Hadoop’s default output delimiter (character separating the output key and value) is a tab ("\t"
). This post explains how to change the default Hadoop output delimiter.
Output Delimiter Configuration Property
The output delimiter of a Hadoop job can easily be changed by setting the mapred.textoutputformat.separator
configuration property.
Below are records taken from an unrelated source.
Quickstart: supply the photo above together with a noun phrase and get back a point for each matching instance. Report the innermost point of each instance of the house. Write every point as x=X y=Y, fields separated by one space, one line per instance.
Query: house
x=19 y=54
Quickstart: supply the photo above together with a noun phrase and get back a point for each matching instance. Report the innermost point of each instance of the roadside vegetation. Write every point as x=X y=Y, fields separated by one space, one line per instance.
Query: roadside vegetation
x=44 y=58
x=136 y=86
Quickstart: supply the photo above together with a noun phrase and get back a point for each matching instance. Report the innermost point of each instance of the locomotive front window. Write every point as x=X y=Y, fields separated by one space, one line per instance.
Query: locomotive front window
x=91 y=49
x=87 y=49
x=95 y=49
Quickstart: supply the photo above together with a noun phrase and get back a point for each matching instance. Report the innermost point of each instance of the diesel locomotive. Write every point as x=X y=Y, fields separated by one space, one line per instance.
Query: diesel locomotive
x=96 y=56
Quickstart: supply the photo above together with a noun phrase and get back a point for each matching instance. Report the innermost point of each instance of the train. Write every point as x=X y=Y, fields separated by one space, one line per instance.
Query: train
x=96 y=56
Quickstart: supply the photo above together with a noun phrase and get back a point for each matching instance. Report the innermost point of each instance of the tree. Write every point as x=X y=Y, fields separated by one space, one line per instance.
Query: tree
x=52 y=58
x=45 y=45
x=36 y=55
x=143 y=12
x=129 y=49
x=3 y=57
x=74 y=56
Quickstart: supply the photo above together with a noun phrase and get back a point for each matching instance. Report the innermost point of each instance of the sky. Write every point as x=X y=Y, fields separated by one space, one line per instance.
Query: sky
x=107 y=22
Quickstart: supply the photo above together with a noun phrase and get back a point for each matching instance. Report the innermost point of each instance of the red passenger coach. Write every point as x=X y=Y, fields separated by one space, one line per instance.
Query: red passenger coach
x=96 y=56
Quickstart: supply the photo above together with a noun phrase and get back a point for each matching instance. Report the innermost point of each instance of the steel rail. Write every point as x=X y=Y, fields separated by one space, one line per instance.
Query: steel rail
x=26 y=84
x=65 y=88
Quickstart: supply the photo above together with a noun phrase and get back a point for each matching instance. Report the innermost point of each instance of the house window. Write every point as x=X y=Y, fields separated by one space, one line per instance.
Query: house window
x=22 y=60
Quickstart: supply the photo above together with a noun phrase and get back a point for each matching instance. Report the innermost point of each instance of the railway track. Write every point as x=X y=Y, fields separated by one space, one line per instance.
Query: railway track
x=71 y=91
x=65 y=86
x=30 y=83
This property can be set from the code itself or from the command line.
Setting delimiter in job class:
//get configuration object
Configuration conf = getConf();
//set output delimiter to comma
conf.set("mapred.textoutputformat.separator", ",");
Setting delimiter from command line:
# adding the following args to a Hadoop job command will change output delimiter to comma
-D mapred.textoutputformat.separator=","
Example
We will use the word count example that comes packaged with Hadoop to show how set a custom output delimiter from the command line.
Running word count with default delimiter:
# hadoop command
hadoop jar hadoop-mapreduce-examples-2.8.1.jar wordcount /input-dir /output-dir
# cat output
hadoop fs -cat /output-dir/*
with 56
within 4
without 1
work 12
Running word count with custom delimiter:
# hadoop command
hadoop jar hadoop-mapreduce-examples-2.8.1.jar wordcount -D mapred.textoutputformat.separator="," /input-dir /output-dir
# cat output
hadoop fs -cat /output-dir/*
with,56
within,4
without,1
work,12